At the same time, the conservative government of Prime Minister Kyriakos Mitsotakis announced a new start in Greek refugee policy. Overcrowded camps, like that of Moria, the “shame of Europe”, had to be closed and new ones had to be built. But as a first step, an emergency camp was set up on Mavrovuni beach, near Mytilene, the capital of Lesbos. There, the refugees from Moria would spend the following months.

Tents in the Kara Tepe refugee camp, in Mavrovuni, Lesvos. (2020).

But, as the Greek proverb says, nothing lasts longer than something temporary. To this day, the migrants remain in the Mavrovuni camp. The Kara Tepe camp, which offered slightly better living conditions, was closed in April 2021 by order of the Athens government. Instead, a new closed center for several thousand people would be built in the remote mountainous region of Plati. Athens has received millions of euros from the European Union for the construction of modern refugee camps.

Initially, it was said that the Plati camp would be ready in the fall of 2021. But this deadline can no longer be met. Angeliki Dimitriadi, a migration researcher at Athens think tank ELIAMEP, told DW the delay is linked to public dissatisfaction and also bureaucratic hurdles, such as permits to install the electricity grid and running water, construction transport and tenders established by law. in Greece.

According to data from the United Nations High Commissioner for Refugees (UNHCR), some 3,500 migrants currently live on the Greek island of Lesvos. In addition, unaccompanied minors and “vulnerable persons” from Lesvos have been taken in by other European countries, including Germany, under an EU-funded resettlement programme. Thanks to this, there are no longer so many people living in overcrowding on Lesbos, but the basic problems remain, explains Dimitriadi: “People still live in tents, directly by the sea. When it rains, the camp is flooded, and in summer the heat is unbearable.” ”.

Unaccompanied minors from Lesvos, Greece, upon arrival in Hannover, Germany.  (April 2021).

Unaccompanied minors from Lesvos, Greece, upon arrival in Hannover, Germany. (April 2021).

“Effective border control” takes precedence

UNHCR spokeswoman Stella Nanou told DW that “since the number of refugees on Lesvos is decreasing anyway, it would be time to move forward with the construction and repair works in the camp of Mavrovuni, so that living conditions for migrants can improve before winter sets in.
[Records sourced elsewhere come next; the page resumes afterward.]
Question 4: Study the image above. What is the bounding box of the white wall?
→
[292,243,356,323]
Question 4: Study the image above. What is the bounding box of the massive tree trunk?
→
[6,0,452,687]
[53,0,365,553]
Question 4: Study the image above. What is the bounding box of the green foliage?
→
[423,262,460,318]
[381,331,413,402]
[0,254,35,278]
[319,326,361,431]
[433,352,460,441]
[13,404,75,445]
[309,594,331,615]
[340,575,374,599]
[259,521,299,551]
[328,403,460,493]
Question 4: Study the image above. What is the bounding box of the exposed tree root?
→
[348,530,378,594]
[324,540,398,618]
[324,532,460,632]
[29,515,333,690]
However, Greek policy has another priority: “effective border control” is its main objective: in early July 2021, Greek Migration Minister Notis Mitarakis explained to Parliament that newcomers to Lesbos and other islands of the eastern Aegean had decreased by 96%. % over the last twelve months. “This government has regained control of the refugee crisis,” said the conservative Mitarakis, also referring to the left-wing Syriza party, which governed until 2019 and criticizes the conservatives for a “naive” policy of opening borders.
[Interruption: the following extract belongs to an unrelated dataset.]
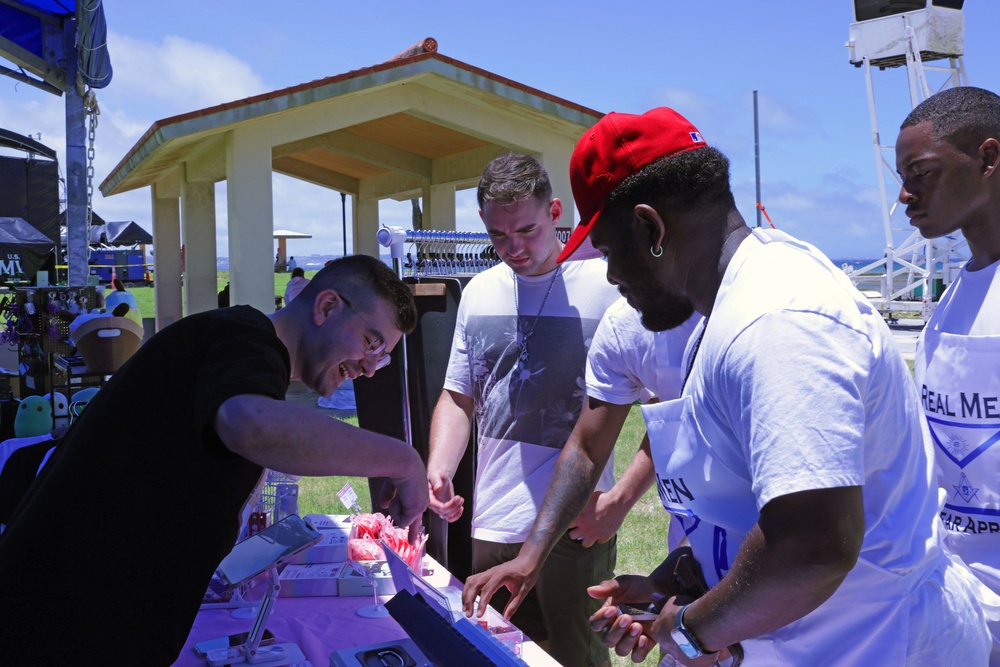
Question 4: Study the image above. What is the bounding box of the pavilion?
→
[100,38,603,329]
Greek-Turkish border: border guards patrol along the fence.  (June 2021).

Greek-Turkish border: border guards patrol along the fence. (June 2021).
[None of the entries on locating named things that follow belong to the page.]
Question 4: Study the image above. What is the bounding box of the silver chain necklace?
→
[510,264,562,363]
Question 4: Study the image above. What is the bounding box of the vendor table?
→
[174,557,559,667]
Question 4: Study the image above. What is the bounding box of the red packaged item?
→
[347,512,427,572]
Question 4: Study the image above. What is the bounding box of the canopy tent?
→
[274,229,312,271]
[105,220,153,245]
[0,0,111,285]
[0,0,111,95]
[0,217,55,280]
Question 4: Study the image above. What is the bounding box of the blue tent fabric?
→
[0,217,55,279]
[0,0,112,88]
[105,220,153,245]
But how do you really regain control of the refugee crisis? Already in June 2017, well before the change of government in Athens, the Editors Journal (Syntakton tone epimeris), on the left, reported illegal rejections of asylum applications by Greek border authorities, the so-called repressions or forced returns. Since then, reports of such practices have multiplied. UNHCR considers these indications to be credible and recommends the Greek government to apply an independent monitoring mechanism.

Athens denies these accusations. Now Brussels is threatening to block the sums of money destined for the Greek coast guard. The researcher Dimitriadis believes that the withdrawal of these sums of money is, in fact, the only means of pressure available to the EU. But he also says that “without the support of Europe, Greece’s tough migration policy would not be possible. In the end, other European countries are happy that the Greeks are taking on this thankless task at the external borders”.